Researchers at Children’s Hospital Boston and collaborators from several other institutions have used a zebrafish model of melanoma to identify two important mechanisms that promote the growth of this aggressive human skin cancer, which begins in pigment-producing melanocytes.
In the first of two papers featured on the cover of the March 24 issue of Nature, the scientists established a new oncogene in melanoma: SETDB1, the first identified using a zebrafish model of the disease. In the second paper, the same Children’s researchers used the model to determine that the combination of an existing arthritis drug and a new drug under study for late-stage melanomas with mutations in the gene BRAF may hold promise for treating some types of melanoma.

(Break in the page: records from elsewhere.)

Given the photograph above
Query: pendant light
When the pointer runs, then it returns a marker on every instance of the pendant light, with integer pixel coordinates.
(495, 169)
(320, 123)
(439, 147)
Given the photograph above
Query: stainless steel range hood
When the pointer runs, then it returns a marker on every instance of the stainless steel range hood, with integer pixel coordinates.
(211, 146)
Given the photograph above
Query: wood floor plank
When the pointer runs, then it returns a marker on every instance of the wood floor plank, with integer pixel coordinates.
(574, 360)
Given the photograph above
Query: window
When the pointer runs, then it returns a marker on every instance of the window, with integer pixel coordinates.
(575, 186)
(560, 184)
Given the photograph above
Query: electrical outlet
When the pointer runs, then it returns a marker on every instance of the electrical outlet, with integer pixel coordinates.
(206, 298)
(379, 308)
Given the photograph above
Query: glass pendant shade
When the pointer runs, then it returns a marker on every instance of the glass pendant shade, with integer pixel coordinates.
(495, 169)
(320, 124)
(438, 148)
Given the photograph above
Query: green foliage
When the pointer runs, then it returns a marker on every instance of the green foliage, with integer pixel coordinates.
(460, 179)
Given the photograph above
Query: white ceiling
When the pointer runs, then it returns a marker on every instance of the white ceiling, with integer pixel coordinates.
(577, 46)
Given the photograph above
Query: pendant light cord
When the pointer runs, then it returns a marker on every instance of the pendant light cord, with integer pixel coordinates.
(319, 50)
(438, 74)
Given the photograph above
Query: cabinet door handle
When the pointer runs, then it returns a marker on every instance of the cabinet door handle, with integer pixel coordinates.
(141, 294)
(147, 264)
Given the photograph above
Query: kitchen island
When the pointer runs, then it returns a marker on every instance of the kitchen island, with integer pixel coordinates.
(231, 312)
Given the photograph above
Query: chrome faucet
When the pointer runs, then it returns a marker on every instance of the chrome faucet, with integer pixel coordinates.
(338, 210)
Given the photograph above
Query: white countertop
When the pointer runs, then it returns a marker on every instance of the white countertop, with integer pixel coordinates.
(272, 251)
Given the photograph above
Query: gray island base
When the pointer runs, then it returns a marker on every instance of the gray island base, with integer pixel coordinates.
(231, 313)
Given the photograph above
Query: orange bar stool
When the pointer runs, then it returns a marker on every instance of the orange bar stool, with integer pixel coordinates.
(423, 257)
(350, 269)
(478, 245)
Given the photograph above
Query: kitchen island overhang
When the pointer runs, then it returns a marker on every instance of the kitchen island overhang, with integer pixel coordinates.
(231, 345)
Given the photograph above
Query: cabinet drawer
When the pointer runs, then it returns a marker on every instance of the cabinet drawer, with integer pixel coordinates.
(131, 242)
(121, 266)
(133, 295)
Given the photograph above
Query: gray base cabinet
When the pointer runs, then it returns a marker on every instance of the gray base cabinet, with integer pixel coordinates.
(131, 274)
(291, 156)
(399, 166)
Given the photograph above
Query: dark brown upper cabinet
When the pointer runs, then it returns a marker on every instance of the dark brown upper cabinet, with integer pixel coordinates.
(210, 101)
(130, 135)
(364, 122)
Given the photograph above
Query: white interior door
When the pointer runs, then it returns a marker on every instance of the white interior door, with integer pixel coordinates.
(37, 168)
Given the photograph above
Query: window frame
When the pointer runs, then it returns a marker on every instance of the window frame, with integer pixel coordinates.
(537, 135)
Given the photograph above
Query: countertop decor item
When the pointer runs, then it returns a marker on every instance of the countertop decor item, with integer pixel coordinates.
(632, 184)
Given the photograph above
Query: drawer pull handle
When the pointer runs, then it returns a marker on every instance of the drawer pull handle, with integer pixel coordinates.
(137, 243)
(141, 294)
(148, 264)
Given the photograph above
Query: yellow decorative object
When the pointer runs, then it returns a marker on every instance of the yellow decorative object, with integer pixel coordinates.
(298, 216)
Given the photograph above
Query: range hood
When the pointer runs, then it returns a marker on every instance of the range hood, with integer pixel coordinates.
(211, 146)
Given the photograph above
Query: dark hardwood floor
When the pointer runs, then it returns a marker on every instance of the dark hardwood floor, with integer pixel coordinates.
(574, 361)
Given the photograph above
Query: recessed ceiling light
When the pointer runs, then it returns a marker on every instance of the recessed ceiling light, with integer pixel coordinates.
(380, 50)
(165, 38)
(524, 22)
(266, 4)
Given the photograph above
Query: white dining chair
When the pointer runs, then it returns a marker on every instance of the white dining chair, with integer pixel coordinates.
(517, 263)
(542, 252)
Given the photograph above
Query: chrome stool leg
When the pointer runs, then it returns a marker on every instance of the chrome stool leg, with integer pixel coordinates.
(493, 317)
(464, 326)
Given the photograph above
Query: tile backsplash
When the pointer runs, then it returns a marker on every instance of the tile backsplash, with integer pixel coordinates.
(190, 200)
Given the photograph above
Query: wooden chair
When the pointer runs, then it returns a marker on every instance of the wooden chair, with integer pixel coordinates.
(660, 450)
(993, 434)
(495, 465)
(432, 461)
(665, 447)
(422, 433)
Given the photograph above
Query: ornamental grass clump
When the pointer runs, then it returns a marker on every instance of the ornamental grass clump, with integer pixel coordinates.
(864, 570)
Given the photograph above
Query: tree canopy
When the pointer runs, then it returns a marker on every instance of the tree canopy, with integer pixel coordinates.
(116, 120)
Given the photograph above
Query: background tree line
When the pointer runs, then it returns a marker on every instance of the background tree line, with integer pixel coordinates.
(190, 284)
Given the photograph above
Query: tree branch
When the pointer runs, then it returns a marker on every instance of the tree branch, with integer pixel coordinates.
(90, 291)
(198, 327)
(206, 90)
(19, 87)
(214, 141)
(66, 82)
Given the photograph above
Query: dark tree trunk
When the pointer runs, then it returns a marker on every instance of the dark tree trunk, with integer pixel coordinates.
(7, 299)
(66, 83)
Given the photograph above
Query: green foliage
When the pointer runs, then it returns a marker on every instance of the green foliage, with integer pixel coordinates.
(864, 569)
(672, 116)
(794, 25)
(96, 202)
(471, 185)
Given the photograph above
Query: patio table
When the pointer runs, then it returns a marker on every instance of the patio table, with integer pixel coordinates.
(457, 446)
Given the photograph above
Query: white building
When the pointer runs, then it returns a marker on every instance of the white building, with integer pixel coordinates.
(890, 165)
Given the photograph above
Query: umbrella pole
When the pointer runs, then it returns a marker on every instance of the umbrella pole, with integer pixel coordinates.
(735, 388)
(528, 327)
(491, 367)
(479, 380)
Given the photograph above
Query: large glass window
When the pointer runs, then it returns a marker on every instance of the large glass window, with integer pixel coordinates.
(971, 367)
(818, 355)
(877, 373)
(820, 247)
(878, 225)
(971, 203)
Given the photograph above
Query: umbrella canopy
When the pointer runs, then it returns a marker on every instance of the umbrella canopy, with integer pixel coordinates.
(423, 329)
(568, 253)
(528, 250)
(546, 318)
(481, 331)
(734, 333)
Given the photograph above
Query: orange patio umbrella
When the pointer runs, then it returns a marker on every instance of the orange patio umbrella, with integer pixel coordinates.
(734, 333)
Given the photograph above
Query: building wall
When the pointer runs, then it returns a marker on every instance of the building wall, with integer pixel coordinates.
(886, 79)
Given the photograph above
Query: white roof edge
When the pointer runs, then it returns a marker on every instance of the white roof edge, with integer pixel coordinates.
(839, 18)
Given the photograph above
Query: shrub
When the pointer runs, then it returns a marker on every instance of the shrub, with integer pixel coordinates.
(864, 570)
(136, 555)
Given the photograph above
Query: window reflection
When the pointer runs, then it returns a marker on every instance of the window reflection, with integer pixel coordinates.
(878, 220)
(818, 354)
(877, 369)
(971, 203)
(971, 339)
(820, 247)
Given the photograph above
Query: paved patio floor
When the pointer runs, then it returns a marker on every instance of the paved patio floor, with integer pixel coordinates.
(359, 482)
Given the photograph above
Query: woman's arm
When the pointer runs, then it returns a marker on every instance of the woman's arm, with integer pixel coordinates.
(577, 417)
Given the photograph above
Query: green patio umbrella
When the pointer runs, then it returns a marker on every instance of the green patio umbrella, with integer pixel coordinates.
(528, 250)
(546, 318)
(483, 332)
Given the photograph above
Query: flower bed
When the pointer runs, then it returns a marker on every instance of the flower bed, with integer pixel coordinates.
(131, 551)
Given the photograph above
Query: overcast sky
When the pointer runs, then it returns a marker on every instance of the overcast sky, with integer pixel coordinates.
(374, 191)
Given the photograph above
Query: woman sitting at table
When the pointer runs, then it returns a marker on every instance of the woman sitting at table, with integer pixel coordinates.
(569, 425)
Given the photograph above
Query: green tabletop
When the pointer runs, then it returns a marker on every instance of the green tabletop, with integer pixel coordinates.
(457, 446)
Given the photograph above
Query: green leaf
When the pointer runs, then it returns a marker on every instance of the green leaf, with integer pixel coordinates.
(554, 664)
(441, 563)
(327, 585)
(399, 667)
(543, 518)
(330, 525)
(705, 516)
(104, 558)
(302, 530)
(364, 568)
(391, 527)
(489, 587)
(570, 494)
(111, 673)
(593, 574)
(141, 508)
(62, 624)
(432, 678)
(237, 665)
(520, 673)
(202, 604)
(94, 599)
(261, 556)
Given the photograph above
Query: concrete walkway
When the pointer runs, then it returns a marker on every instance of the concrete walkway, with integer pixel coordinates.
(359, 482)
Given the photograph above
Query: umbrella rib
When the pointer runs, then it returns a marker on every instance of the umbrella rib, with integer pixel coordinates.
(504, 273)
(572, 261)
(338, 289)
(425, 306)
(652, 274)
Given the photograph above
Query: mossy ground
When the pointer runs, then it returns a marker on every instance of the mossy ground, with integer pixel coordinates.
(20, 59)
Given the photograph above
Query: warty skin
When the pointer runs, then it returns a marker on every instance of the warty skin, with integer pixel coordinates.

The zebrafish melanoma model was developed about six years ago, said Leonard Zon, the Grousbeck Professor of Pediatrics and director of the hospital’s Stem Cell Program and senior author of both papers, “to find new genes that caused human melanoma and support the development of new drugs against a disease for which there are very few treatment options.”

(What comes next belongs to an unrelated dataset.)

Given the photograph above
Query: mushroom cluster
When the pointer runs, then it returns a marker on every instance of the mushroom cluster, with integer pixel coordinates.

The disease has a poor prognosis when diagnosed late. In the United States, there were about 68,000 new cases and 8,700 deaths in 2010.
Mutations in BRAF, a core characteristic of the Zon lab’s model, are present in about 50 to 60 percent of human melanomas. But BRAF mutations are found in benign moles as well and are by themselves insufficient to cause cancer; other mutations must also be present. The researchers set out to pinpoint other candidates in a region of chromosome 1 called 1q21 in which a stretch of 54 genes are amplified in about 30 percent of melanoma patients. Of those 54, SETDB1 stood out: it was the only gene in this region that worked with BRAF to fuel tumor development.
By the Numbers“Along with being a creative approach, it was truly a brute force scientific effort to home in on SETDB1,” noted Zon, a Howard Hughes Medical Institute investigator. “We looked at each of the genes in this region one by one, and between discovery and validation, ultimately assayed more than 2,100 tumors from more than 3,100 fish.”
SETDB1 encodes an enzyme that helps turn other genes on or off and is overactive in breast, ovarian, liver and numerous other tumors. Because in the model the level of a tumor’s malignancy rose with the level of SETDB1 activity, the gene could be a valuable target for prognostic testing, Zon said, or for designing new melanoma treatments.
BRAF abnormalities also led to the recognition that zebrafish on the way to developing melanoma harbor excess numbers of immature “embryonic” cells called neural crest cells, raising the fishes’ risk of later cancer formation. Zon and a second research team used the zebrafish to screen 2,000 chemicals for candidates that would suppress these excess cells. Zon and his colleagues found that a compound that interfered with dihydroorotate dehydrogenase (DHODH), an enzyme involved in neural crest cell development, showed promise.
The team turned to leflunomide, a DHODH-inhibitor approved to treat arthritis. In the zebrafish model, leflunomide knocked down expression of a number of genes overexpressed in both melanomas and neural crest cells, while in rats it prevented neural crest stem cells from renewing themselves. Leflunomide also stopped the growth of cultured cells from human melanomas and caused regression of human tumors transplanted into nude mice.
According to Zon, “We realized that a combined blockade of DHODH and BRAF would cooperate to suppress melanoma growth by targeting both the fate and the growth of melanoma precursors.”
The researchers then tested in mice a combination of leflunomide and a BRAF inhibitor developed by Plexxikon that is in late-stage clinical trials. The combination of drugs led to an almost complete abolition of tumor growth; 40 percent of the mice experienced a near complete tumor regression.
“The combination of the two drugs was more effective than either drug alone, and allowed us to use lower doses of each,” said Zon, who has begun planning a clinical trial. “It will be interesting to put them into the clinic together.”
For more information, students may contact Leonard Zon at zon@enders.tch.harvard.edu.
Funding
Funding for the DHODH study was supported by grants from Howard Hughes Medical Institute, National Cancer Institute, Aid for Cancer Research, American Society of Clinical Oncology, National Institute of Arthritis and Musculoskeletal and Skin Diseases, and a Pfizer Industrial CASE award through the Biotechnology and Biological Sciences Research Council.
Funding for the SETDB1 study was supported by grants from Damon Runyon Cancer Research Foundation, Charles A. King Trust Foundation, and a Young Investigator Award from the American Society of Clinical Oncology, Canadian Institutes of Health Research, and National Institutes of Health.
Disclosures
Leonard Zon is a founder and stockholder of Fate Therapeutics, Inc. and a scientific advisor for Stemgent.